Полагаю, что мы недооцениваем ряд вопросов, которые ставятся в работе К. Мангейма «Идеология и утопия». Сосредоточившись на критике его реакционной позиции, мы забываем, что неверность решения не упраздняет проблемы, которая состоит в соотнесении двух систем идейного воздействия. Одна из них направлена на утверждение, укрепление данного общества, а другая несет в себе заряд отрицания и критики. При этом далеко не всегда, как мы уже отмечали, эффект этого действия может быть обусловлен истинностью позиций.

Называя критические системы воззрений утопиями, Мангейм утверждает, что для отрицания и критики сознанию необходимы идеи, направленные против «поддерживающей» системы взглядов, т. е. ему «годится» все, что угодно. Марксизм в этой связи существенно отличался пониманием того, что требуется не все, а лишь действительно перспективные и основанные на знании реальной действительности идеи.

Однако вряд ли мы всегда правильно можем оценить разнообразные, подчас причудливые и даже уродливые явления, особенно контркультурного характера, в собственном обществе, если не захотим увидеть в них разновидность отрицания, критики, несогласия, идущих не от существа дела, а от формы, в частности, нашего собственного идеологического общения с массами.

До недавних пор отсутствие в системе наших идеологических воззрений критического направления порождало спонтанные «утопические» формы критики общества, типичные для обыденного сознания. Гегель называл сознание, критикующее действительность путем ее переворачивания в свою противоположность, несчастным. «Несчастное» сознание танцплощадок, дискоклубов, псевдопанков и экс-хиппи обнаружило себя не только на Западе, но и в нашем собственном доме.

В нашей идеологической позиции возобладал элемент утверждения и защиты социализма, очень понятный массам в связи с тем, что существуют враги, которые И заставляют защищать социализм — и здесь дела обстояли «неплохо».

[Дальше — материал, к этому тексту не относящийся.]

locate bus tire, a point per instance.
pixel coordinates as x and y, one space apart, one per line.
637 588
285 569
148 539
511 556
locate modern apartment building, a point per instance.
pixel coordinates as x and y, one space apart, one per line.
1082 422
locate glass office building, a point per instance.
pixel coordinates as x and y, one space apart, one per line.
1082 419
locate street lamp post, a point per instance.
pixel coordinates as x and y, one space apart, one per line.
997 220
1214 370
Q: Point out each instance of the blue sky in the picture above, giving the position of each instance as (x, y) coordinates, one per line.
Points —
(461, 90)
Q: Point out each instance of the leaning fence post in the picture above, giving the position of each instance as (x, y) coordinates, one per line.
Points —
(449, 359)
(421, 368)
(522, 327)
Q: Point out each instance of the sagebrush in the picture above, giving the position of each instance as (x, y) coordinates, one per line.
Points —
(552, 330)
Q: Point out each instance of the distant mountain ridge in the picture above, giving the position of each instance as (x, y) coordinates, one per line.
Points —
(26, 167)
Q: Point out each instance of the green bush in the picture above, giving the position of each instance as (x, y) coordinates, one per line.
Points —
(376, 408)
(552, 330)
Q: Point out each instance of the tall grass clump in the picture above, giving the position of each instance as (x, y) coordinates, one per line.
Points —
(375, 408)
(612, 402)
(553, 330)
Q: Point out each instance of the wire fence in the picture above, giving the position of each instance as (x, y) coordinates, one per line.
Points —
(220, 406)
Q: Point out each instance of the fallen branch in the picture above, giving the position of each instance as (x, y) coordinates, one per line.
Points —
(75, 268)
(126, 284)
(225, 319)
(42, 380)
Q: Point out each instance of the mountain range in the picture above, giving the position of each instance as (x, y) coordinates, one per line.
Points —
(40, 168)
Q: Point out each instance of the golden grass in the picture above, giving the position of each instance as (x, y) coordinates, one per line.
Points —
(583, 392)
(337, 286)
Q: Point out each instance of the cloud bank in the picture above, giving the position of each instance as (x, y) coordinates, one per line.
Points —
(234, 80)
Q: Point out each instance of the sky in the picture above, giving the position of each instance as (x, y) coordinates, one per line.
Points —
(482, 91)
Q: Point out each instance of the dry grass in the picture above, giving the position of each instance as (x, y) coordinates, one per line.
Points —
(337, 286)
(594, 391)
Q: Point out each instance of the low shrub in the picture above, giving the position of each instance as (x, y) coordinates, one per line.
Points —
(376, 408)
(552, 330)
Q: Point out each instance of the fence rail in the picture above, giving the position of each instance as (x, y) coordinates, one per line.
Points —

И вместе с тем самоуспокоенность, преобладающая в этой позиции, некритичность порождали в обыденном сознании свою систему критических идей, в принципе определяющих движение к новому и поэтому с энтузиазмом воспринимающихся массами. Пафос, рожденный хотя бы и псевдодеятельностью, был хорош уже тем, что имелся, ибо как человек не может жить без той «энергии заблуждения», которая, по словам Л. Н. Толстого, определяет его творческую жизнь, так без этого не может жить и общество.

Ведь те некоторые теоретические и политические издержки, с которыми мы столкнулись вследствие необъективного определения этапов развития социализма (например, построение коммунизма к 80-м годам), отчасти претендовали на роль социально-прогрессивной иллюзии, призванной усилить пафос движения масс. Подобную роль они не сыграли в силу преобладания апологетики, потому что сразу превратились в противоположность — в защиту, в охрану вне всякой критики, а не в социальную романтику.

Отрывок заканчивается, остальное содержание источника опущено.